Thank you for the detailed review. We reran ablations and robustness checks; answers are below.
Responses to Questions
Q1. Low Performance of GPQA and MuSR
Why are we seeing negative correlation by LRMF on the GPQA benchmark across both experiments?...
- Further analysis of model performance on GPQA and MuSR revealed that, for many models, these benchmarks were excessively difficult, resulting in accuracy on multiple-choice questions that was close to random chance.
- This substantial difficulty hindered clear differentiation between models on these benchmarks.
- Additional experiments with five different train/test splits showed extremely high variance in correlation coefficients for GPQA and MuSR, suggesting instability in predictions.
- We attribute this instability to the excessive difficulty of these benchmarks, where irrelevant data from other models contributes noise instead of useful signals. |Method|all|bbh|gpqa|ifeval|math|mmlu-pro|musr| |-|-|-|-|-|-|-|-| |LRMF |0.587(±0.032)|0.644(±0.021)|−0.110(±0.135)|0.406(±0.018)|0.536(±0.020)|0.653(±0.015)|0.094(±0.194)| |MLA |0.414(±0.014)|0.396(±0.017)|0.261(±0.106)|0.283(±0.026)|0.421(±0.034)|0.405(±0.033)|0.296(±0.058)| |NCF_F |0.242(±0.065)|0.295(±0.054)|0.137(±0.056)|0.082(±0.061)|0.190(±0.036)|0.283(±0.062)|0.104(±0.077)|
Q2. Factor Selection
Could you tell us more about the specific factors used in the NCF baseline and how you chose them?...

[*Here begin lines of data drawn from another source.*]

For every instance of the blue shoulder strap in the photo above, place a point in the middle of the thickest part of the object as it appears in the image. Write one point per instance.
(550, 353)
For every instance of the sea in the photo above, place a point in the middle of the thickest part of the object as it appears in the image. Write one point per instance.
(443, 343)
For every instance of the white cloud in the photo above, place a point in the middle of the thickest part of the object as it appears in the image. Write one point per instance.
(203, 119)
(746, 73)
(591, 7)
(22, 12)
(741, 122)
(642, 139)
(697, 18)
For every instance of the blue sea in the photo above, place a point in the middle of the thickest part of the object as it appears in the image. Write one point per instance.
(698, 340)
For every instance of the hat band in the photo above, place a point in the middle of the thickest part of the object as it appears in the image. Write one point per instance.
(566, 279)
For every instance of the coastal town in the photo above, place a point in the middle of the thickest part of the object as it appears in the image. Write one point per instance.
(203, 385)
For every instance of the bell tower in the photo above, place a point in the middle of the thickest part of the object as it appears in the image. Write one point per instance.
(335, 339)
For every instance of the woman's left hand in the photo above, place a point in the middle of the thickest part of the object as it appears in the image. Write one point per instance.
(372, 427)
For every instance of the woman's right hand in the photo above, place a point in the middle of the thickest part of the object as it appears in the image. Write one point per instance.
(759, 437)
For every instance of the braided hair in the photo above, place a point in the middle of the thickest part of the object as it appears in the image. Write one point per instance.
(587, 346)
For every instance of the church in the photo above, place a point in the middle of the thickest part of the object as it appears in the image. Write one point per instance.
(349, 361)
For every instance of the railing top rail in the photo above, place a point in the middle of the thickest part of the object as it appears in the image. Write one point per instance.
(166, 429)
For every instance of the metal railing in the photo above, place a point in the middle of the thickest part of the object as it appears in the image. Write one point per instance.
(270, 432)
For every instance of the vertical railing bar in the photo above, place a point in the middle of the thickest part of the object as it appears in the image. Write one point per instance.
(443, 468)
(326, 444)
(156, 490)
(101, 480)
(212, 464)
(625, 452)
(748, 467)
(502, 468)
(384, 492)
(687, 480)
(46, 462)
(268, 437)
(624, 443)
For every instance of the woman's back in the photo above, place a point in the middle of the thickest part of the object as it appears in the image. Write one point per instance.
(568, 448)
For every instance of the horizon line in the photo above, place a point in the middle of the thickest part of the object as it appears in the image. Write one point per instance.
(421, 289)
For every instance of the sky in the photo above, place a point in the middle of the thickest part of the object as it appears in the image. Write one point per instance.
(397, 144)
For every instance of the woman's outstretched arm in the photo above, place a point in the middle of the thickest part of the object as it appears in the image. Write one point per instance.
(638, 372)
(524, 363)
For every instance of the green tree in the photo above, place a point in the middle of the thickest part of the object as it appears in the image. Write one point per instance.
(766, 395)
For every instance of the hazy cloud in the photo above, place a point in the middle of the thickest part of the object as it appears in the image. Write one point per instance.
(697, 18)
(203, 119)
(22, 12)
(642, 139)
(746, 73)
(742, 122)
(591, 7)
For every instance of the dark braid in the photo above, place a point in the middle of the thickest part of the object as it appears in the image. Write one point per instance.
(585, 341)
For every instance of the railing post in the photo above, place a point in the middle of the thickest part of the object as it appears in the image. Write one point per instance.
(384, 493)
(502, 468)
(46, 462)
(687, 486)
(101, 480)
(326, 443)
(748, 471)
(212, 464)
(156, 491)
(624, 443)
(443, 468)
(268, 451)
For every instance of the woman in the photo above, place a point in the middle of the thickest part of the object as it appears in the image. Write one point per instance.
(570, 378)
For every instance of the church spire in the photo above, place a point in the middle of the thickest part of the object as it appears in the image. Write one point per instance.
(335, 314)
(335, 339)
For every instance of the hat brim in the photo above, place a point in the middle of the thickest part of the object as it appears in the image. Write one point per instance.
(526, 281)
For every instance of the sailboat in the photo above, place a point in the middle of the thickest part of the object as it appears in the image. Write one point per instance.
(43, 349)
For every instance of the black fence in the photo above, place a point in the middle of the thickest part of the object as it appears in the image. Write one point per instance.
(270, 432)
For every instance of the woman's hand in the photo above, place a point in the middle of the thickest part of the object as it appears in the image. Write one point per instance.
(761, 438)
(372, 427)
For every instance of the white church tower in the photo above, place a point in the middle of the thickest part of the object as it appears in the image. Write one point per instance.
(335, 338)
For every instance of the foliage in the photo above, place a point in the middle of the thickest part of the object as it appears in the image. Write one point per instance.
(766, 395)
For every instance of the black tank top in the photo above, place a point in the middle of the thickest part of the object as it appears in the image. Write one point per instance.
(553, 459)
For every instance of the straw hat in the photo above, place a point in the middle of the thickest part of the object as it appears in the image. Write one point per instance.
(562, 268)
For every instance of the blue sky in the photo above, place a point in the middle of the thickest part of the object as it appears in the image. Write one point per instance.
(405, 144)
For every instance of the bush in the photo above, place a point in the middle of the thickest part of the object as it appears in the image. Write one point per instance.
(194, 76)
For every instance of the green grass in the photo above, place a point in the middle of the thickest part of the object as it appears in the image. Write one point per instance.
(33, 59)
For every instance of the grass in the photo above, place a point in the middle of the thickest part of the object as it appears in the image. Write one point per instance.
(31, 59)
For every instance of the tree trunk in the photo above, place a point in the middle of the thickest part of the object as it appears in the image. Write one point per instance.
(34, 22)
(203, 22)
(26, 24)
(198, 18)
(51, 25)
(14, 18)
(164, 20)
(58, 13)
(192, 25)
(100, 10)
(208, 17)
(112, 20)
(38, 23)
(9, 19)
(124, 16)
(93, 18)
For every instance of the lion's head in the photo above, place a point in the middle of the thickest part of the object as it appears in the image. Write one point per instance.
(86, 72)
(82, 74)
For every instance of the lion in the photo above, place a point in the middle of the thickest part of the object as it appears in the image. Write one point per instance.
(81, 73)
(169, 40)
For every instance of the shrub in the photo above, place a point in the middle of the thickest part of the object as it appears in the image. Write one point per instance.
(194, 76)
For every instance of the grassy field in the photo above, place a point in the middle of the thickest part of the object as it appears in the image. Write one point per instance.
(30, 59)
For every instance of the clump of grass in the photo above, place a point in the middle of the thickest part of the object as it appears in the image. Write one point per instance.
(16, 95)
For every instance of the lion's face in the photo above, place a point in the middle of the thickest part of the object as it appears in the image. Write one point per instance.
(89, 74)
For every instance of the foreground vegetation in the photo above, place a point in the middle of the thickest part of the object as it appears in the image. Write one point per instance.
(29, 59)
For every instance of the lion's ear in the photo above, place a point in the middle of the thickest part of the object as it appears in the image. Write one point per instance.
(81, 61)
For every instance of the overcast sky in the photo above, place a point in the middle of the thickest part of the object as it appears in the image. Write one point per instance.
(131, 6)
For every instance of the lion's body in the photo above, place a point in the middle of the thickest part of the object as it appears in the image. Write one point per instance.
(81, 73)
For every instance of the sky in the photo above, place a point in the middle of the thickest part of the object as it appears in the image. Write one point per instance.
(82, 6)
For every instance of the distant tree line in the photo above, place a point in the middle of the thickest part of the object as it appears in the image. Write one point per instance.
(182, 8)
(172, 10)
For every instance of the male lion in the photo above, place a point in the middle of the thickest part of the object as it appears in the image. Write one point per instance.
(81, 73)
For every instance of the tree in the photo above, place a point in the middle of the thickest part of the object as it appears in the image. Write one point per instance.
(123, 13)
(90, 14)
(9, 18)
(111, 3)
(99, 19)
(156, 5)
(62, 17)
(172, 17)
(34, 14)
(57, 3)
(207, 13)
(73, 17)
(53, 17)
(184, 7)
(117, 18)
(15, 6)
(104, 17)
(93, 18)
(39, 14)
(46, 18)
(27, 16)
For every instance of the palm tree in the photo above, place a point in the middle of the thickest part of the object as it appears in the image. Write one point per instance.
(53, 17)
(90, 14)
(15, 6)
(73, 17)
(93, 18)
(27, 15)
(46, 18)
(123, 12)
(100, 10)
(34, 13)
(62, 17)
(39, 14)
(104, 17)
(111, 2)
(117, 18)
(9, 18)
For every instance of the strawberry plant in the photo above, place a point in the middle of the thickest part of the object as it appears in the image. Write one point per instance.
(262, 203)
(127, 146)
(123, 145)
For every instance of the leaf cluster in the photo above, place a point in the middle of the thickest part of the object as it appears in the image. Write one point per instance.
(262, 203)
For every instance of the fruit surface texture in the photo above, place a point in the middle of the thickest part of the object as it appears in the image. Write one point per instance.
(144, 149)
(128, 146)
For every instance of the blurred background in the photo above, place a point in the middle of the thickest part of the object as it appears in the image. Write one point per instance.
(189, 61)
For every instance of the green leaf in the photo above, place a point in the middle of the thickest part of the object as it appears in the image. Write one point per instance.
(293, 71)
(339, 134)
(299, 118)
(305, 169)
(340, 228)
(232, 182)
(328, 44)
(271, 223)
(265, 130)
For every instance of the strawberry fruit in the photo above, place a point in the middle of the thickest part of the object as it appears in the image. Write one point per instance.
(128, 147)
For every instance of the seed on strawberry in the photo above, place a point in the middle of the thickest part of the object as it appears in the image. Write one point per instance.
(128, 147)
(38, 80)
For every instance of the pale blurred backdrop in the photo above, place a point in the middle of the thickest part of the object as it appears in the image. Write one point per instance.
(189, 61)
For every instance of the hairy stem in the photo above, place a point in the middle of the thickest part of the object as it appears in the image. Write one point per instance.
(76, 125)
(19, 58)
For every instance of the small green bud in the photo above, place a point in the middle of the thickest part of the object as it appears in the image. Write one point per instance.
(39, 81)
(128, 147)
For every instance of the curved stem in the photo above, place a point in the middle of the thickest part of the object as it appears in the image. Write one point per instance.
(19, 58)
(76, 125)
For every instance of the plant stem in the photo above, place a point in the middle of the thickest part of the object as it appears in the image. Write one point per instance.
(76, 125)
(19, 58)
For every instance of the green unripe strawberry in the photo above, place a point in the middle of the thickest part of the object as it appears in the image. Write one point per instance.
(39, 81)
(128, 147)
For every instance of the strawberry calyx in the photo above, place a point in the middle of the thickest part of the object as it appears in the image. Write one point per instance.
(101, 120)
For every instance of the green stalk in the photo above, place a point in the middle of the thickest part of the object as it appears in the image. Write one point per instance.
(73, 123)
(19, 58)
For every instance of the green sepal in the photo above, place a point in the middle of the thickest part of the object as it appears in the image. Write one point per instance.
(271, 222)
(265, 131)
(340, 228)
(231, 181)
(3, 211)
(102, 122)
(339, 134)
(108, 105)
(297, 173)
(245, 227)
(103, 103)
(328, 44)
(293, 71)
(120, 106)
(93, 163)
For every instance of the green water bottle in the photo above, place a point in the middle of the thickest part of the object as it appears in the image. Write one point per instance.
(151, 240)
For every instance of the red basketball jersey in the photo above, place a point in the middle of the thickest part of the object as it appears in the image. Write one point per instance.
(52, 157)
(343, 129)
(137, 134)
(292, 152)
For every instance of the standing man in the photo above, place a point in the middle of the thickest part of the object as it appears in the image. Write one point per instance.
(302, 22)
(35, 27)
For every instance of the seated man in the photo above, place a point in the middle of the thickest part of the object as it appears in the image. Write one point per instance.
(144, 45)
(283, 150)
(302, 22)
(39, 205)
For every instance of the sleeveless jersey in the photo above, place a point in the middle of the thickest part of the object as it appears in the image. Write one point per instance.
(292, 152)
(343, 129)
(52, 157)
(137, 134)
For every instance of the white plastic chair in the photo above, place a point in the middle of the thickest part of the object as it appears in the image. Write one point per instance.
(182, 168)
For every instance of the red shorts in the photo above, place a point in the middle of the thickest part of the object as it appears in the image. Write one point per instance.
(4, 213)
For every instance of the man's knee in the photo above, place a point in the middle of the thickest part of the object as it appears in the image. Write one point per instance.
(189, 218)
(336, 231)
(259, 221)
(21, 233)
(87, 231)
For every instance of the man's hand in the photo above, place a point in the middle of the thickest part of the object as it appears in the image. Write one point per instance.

- We used only the factors consistently available across all models in the Hugging Face model card JSON: “architecture type,” “model type,” and “parameter size.” We didn’t include factors like “dataset size” or “batch size” because they weren’t reliably present. In the homogeneous setting, such missing factors would likely be similar across models anyway, so excluding them has little impact.
Q3. Sensitivity of A^(X)
I'm wondering how sensitive the LRMF results are to how you constructed the instance similarity graph A^(X). Have you experimented with different embedding models for prompts or different values of k when defining neighbors?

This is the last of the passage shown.